Effective gravitational couplings for cosmological perturbations in the most general scalar-tensor theories with second-order field equations

TL;DR

The paper derives the full linear perturbation equations for the most general scalar-tensor theories with second-order field equations (Horndeski framework) including non-relativistic matter, and computes the effective gravitational coupling $G_{ m eff}$ and the lensing-related potential $\Phi_{\rm eff}$ under a quasi-static approximation on sub-horizon scales. It provides explicit expressions for $G_{ m eff}$ and the anisotropic stress parameter $\eta$ in terms of the model functions and the scalar mass $M$, and applies the results to several dark energy models (e.g., $f(R)$, Brans-Dicke, kinetic gravity braiding, covariant Galileon, and field-derivative couplings to the Einstein tensor). These results enable robust tests of modified gravity using large-scale structure, weak lensing, and CMB observations, and clarify the conditions under which the quasi-static approximation is valid. The work also clarifies how different Horndeski models imprint distinct signatures on matter growth and light propagation, providing a framework to discriminate between competing theories with upcoming surveys.

Abstract

In the Horndeski's most general scalar-tensor theories the equations of scalar density perturbations are derived in the presence of non-relativistic matter minimally coupled to gravity.
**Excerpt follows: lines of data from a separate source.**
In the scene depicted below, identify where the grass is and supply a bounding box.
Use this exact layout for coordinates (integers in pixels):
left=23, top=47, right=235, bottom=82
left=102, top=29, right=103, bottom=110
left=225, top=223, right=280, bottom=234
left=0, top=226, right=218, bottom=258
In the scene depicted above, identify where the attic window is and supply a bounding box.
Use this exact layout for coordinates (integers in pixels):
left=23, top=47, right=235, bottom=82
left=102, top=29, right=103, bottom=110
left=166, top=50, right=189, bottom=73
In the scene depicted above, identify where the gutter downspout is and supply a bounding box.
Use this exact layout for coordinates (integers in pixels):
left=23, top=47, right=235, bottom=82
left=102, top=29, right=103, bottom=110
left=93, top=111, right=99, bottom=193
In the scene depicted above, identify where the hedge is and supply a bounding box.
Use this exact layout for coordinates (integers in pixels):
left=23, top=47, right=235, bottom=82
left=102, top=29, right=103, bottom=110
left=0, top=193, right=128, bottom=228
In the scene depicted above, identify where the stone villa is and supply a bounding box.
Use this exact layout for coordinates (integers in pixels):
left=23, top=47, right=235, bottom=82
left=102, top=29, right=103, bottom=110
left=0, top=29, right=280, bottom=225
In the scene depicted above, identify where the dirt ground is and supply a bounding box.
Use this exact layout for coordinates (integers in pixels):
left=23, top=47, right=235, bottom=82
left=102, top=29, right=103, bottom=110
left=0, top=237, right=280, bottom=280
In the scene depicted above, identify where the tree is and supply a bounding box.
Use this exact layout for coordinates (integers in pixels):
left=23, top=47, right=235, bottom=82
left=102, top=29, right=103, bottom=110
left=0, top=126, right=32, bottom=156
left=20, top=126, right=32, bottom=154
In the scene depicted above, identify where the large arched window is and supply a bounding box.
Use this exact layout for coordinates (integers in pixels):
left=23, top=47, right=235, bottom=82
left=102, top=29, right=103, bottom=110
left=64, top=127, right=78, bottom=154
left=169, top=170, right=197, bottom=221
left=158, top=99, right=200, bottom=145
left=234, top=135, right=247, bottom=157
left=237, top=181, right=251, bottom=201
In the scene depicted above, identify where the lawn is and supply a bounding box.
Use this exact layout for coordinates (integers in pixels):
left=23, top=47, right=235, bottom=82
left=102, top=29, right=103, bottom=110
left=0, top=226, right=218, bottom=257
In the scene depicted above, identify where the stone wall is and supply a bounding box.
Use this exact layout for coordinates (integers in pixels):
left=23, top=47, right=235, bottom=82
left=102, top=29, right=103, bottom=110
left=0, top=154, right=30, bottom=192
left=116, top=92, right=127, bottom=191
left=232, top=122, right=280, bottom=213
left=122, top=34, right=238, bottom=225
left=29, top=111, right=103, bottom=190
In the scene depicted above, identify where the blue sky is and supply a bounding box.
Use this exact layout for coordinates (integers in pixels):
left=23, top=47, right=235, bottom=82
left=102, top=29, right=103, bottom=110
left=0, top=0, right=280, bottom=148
Under a quasi-static approximation on sub-horizon scales we obtain the effective gravitational coupling $G_{eff}$ associated with the growth rate of matter perturbations as well as the effective gravitational potential $Φ_{eff}$ relevant to the deviation of light rays. We then apply our formulas to a number of modified gravitational models of dark energy--such as those based on f(R) theories, Brans-Dicke theories, kinetic gravity braidings, covariant Galileons, and field derivative couplings with the Einstein tensor. Our results are useful to test the large-distance modification of gravity from the future high-precision observations of large-scale structure, weak lensing, and cosmic microwave background.